De acordo com a Agência Internacional de Energia (IEA), a demanda por minerais críticos deve quadruplicar até 2040 para atender às metas climáticas globais. No entanto, esses minerais estão concentrados em poucos países, o que traz desafios de segurança de suprimento e contornos de geopolítica ao debate. "Para o Brasil, isso representa uma grande oportunidade, pois somos líderes em energias renováveis e detentores de uma das maiores riquezas minerais do planeta", afirmou o Presidente da EPE.
Na primeira parte do webinário, as Analistas de Pesquisa Energética Natalia Moraes e Marina Klostermann apresentaram o estudo, detalhando seus principais pontos e trazendo o contexto, conceitos e os desafios e oportunidades no Brasil. Baseando-se no
Plano Decenal de Energia 2034, o Caderno apresenta projeções dos minerais mais demandados para a matriz energética brasileira e para a eletromobilidade.

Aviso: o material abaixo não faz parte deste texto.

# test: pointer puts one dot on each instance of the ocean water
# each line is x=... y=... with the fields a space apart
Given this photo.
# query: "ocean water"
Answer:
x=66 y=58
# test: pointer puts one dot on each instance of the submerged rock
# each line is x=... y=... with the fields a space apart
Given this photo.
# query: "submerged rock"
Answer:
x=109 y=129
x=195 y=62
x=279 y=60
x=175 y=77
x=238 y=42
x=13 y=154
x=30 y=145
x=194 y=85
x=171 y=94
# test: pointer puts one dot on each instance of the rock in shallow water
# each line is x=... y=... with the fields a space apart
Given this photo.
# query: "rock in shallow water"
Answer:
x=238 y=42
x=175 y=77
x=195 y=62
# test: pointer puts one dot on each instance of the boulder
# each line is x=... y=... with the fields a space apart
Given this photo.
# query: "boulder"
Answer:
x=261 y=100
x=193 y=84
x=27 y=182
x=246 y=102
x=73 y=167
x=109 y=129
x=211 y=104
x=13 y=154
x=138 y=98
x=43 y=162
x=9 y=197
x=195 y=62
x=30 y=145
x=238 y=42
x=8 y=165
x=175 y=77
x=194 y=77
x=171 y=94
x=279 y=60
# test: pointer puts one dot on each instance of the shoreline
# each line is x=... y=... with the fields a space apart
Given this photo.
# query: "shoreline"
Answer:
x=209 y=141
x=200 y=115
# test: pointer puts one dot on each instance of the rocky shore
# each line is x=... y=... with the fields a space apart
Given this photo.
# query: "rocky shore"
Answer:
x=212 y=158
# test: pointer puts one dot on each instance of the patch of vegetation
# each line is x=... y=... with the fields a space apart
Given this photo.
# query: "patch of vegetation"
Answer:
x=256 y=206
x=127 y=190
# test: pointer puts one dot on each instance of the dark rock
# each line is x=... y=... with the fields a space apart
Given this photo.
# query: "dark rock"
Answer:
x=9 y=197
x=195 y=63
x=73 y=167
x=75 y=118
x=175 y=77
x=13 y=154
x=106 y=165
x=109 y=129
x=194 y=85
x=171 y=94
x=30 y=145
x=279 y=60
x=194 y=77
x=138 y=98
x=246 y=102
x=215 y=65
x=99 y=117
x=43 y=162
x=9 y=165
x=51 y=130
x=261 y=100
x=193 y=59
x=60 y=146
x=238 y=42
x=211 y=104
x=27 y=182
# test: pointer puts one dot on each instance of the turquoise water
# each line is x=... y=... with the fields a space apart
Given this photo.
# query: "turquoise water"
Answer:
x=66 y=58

Já na segunda parte do evento, o Superintendente Adjunto de Estudos Econômicos e Energéticos, Gustavo Naciff, mediou o debate com os convidados. Participaram do painel Leandro Andrade, diretor do Departamento de Informações e Estudos Energéticos da Secretaria Nacional de Transição Energética e Planejamento (SNTEP) do Ministério de Minas e Energia (MME); Rodrigo Cota, diretor do Departamento de Transformação e Tecnologia Mineral da Secretaria Nacional de Geologia, Mineração e Transformação Mineral do MME; e Valdir Silveira, diretor de Geologia e Recursos Minerais do Serviço Geológico Brasileiro (SGB).